COMMENTARY: School spending can never be high enough to satisfy Big Labor
by Stan Greer InsideSorces.com · Las Vegas Review-JournalAccording to the National Center for Education Statistics, the primary statistical agency of the Department of Education, the number of taxpayer-funded employees on the payrolls of government K-12 schools increased more than 614,000 from 2012 to 2022, the most recent year for which such data is available. Over that decade, NCES data shows the number of children enrolled in government K-12 schools nationwide fell by nearly 153,000.
The number of people on government K-12 payrolls is swelling even in the states with the greatest enrollment declines, which are typically also the states where union officials wield the most clout.
In Big Labor-dominated California, for example, where 54 percent of civil servants are unionized, compared with 36 percent nationwide, government K-12 payrolls surged by 71,000 between 2012 and 2022, even as enrollment fell by 369,000.
In union-friendly New York, where 67 percent of public employees are unionized, taxpayer-funded school staff grew by 61,000, while student enrollment dropped by 178,000.
Not surprisingly, the cost to taxpayers for government schools has increased steeply in conjunction with this staffing surge. From 2012 to 2022, Census Bureau data shows per-pupil public expenditures for elementary and secondary school systems skyrocketed by 47 percent.
By any reasonable standard, the nearly $1 trillion in federal, state and local taxpayer money the United States now forks over yearly to school fewer public K-12 students than it did a decade ago constitutes a huge and rapidly growing investment, on which it is getting a return that is mediocre at best.
Unfortunately, regarding government spending in recent years, a vast number of elected officials and political operatives nationwide have adopted an unreasonable way of thinking. It was expressed succinctly in February in a paper by Heidi Shierholz and left-leaning academic Josh Bivens for the Economic Policy Institute.
According to Shierholz and Bivens, state and local governments, whose collective spending soared by 62 percent from 2015 to 2025 (26 percentage points above CPI inflation for the decade!), to reach nearly $4.4 trillion annually, are being “starved”!
They reach this outlandish conclusion by making implicit assumptions they couldn’t possibly defend if they were made explicit.
For example, nationwide enrollment in K-12 government schools is declining, and in some states it is falling substantially. This is happening in part because U.S. birth rates have been declining for nearly two decades, but primarily because more and more parents, having lost all confidence in Big Labor-dominated government education, are now opting to homeschool their children or send them to private schools.
When enrollments decline but inflation-adjusted government school budgets do not, real per-pupil spending increases. According to the EPI writers’ loopy logic, spending doesn’t increase because they assume government school spending should increase at least as much as the overall economy does, even if enrollments are falling!
This and other topics espoused by the EPI would not matter much were it not for its use of such fallacious arguments to promote the adoption and retention of special-interest laws that empower government union bosses, who are not accountable to the public, to co-determine with elected officials and their appointees how civil servants are compensated and managed.

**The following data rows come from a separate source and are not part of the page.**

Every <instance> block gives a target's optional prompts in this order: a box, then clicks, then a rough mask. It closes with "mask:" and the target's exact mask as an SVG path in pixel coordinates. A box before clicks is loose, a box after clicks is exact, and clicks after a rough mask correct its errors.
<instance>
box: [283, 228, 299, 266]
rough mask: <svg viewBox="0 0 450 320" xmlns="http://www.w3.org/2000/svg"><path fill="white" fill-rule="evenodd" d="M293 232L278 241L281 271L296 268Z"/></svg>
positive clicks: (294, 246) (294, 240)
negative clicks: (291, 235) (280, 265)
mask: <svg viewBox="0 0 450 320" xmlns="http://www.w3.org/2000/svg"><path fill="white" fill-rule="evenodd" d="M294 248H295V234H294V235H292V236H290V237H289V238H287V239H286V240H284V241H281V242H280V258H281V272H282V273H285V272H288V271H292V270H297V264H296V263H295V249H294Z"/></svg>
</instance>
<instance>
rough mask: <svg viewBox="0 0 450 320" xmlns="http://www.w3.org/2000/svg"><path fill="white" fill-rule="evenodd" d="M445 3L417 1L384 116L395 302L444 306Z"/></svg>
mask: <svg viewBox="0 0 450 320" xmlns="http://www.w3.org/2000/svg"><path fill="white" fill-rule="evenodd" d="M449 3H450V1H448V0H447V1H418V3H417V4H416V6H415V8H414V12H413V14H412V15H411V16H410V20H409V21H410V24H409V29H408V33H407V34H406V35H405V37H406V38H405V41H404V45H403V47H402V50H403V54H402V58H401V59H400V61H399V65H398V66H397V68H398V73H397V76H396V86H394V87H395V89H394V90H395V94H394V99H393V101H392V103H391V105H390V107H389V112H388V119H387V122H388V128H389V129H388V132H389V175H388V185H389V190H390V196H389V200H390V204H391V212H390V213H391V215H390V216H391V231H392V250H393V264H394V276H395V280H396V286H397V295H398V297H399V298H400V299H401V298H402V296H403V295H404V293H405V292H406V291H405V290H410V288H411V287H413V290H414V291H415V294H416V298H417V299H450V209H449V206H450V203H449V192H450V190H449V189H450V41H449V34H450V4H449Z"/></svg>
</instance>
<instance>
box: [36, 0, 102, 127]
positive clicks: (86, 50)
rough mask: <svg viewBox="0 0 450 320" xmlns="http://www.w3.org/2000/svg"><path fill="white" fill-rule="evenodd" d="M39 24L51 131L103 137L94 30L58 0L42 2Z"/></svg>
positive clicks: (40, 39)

In Virginia this year, for example, union lobbyists are eagerly citing the “findings” of EPI to justify their quest to secure the enactment of a state law mandating union-monopoly bargaining over the compensation and work rules of 500,000 front-line state and local civil servants.
Effectively, the EPI case for mandatory union-monopoly bargaining in Virginia is that government spending and taxes in the commonwealth are far too low, and additional legal privileges for public-sector unions are needed to help push them ever higher.
If a mandatory monopoly-bargaining bill reaches the governor’s desk, as seems likely, she should carefully consider whether the EPI goal is her goal.
Stan Greer is a senior research associate with the National Institute for Labor Relations Research. He wrote this for InsideSources.com.